I am the person from the original post. As a nurse I have made mistakes. I have never ignored obvious signs of infection. I doubt there are many nurses who would do so. Fever, redness, pus at op site warrants a look see by a doctor. I was not her nurse at the time, she didn't have one. Now she does.

Specializes in oncology, trauma, home health.

And nobody doubts you aren't needed. You are. You just aren't there to assess.

Specializes in Med/Surg.
i agree with annaedrn. :yeah:

i think that most patients and families do not know better and just associate medical staff with nurses. its not like we wear our scope of practice under our name tag.

i dont mind if a patient does not know better; i will politely correct them. however, if the actual cna or ma refers to themselves as a nurse - that is where the line gets crossed.

we should broaden our naming categories- for associate rns, bachelor rns, lpns, and so forth instead of just grouping them with the name nurse. it seems like the word nurse is used under an umbrella meaning that most people have their own definitions of. which is not fair to the rns that spent the grueling hours learning their practice. nor is it fair to the patients that want a degreed nurse's opinion and expertise. just my :twocents:

why would you need to separate adn's from bsn's? same boards, same license, same scope of practice. that is not the same as distinguishing between rn's, lpn's, and cna's.

Why would you need to separate ADN's from BSN's?
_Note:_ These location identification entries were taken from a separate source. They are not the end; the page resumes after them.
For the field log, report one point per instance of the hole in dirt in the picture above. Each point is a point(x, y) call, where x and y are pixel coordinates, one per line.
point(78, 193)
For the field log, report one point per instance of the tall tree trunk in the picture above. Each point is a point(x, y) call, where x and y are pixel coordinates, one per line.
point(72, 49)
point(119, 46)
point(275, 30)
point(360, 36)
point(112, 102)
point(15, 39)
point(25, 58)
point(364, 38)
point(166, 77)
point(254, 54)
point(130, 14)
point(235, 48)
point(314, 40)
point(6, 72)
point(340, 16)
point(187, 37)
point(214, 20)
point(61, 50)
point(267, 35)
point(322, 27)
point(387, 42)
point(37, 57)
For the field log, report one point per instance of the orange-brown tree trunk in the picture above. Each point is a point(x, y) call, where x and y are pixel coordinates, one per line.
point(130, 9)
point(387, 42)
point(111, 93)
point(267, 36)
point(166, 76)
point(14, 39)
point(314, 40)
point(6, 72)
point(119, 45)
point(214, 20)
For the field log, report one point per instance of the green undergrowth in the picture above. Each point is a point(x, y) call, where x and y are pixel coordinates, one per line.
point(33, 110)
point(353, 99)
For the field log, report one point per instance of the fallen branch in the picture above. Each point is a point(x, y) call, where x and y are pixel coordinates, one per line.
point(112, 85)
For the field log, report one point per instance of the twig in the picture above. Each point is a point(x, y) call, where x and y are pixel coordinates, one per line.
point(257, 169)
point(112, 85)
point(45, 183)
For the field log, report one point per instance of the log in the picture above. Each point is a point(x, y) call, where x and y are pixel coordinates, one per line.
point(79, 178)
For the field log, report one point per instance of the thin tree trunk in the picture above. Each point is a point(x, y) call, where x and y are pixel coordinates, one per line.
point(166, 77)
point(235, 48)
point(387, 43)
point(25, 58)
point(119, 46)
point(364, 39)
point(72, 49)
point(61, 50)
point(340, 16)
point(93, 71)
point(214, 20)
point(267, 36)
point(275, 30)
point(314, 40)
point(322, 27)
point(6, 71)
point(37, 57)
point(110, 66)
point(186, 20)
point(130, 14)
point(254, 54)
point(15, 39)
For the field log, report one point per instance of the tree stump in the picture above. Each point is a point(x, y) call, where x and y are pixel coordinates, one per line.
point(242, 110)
Same boards, same license, same scope of practice. That is NOT the same as distinguishing between RN's, LPN's, and CNA's.

I agree. A RN is a RN. You take the exact same boards and have the exact same license regardless of whether you have a ADN or BSN. A RN is a RN, a LPN is a LPN, a CNA is a CNA, and a MA is a MA. If everyone was honest about what they truly were and not passing themselves off as something they weren't this topic wouldn't even need to exist. And the fact that people are so dishonest with patients is despicable.

I have worked in an office and have NEVER seen the doctors sign anything off as to a MA's advice. In NC, I don't know what the rules are on this, but I have listened to the MAs talk or advise while waiting in the waiting room and some of their interpretations leave much to be desired.

Specializes in LTC.

We are all nursin' in point of fact,

cut these assistants some slack.

I am a nurse/murse and your pusher person,

but we are pawns in a bigger powerpolitik,

so why are we persicuting the weak?

This is my point in fact, we are more client managers

and they more nurse!

Specializes in Case mgmt., rehab, (CRRN), LTC & psych.

I remember the words that a wise RN said to me recently: "Nurses are not paid for what we do. We're paid for what we know."

The fund of knowledge is the bottom line. RNs, LPNs, and MAs are doing "the same tasks" in doctors offices, clinics, and medical groups across the country. While they might outwardly appear to be doing "the same thing," the office employees with a nursing education (RNs and LPNs) are incorporating their fund of knowledge, problem-solving techniques, and other multifaceted approaches into the tasks they complete.

We all know how to complete dressing changes, but we might approach the duty in varied ways. The MA changes the dressing with the focus of getting the task completed in a cleanly and efficient manner. The LPN changes the dressing with the focus of assessing the wound's progress and gathering information (slightly odorous, serous drainage, pink wound bed, no tunneling noted, measures 3x4cm). The RN changes the dressing with the focus of managing the entire care of this patient's wound and, if necessary, updating the plan of care.

We might be doing the "same things," but certain care providers are being paid more money for fund of knowledge that goes into doing these things.

By the way, I have had a taste of all levels. I completed a MA program in 2000, an LPN/LVN program in 2005, and I'm presently attending an RN program.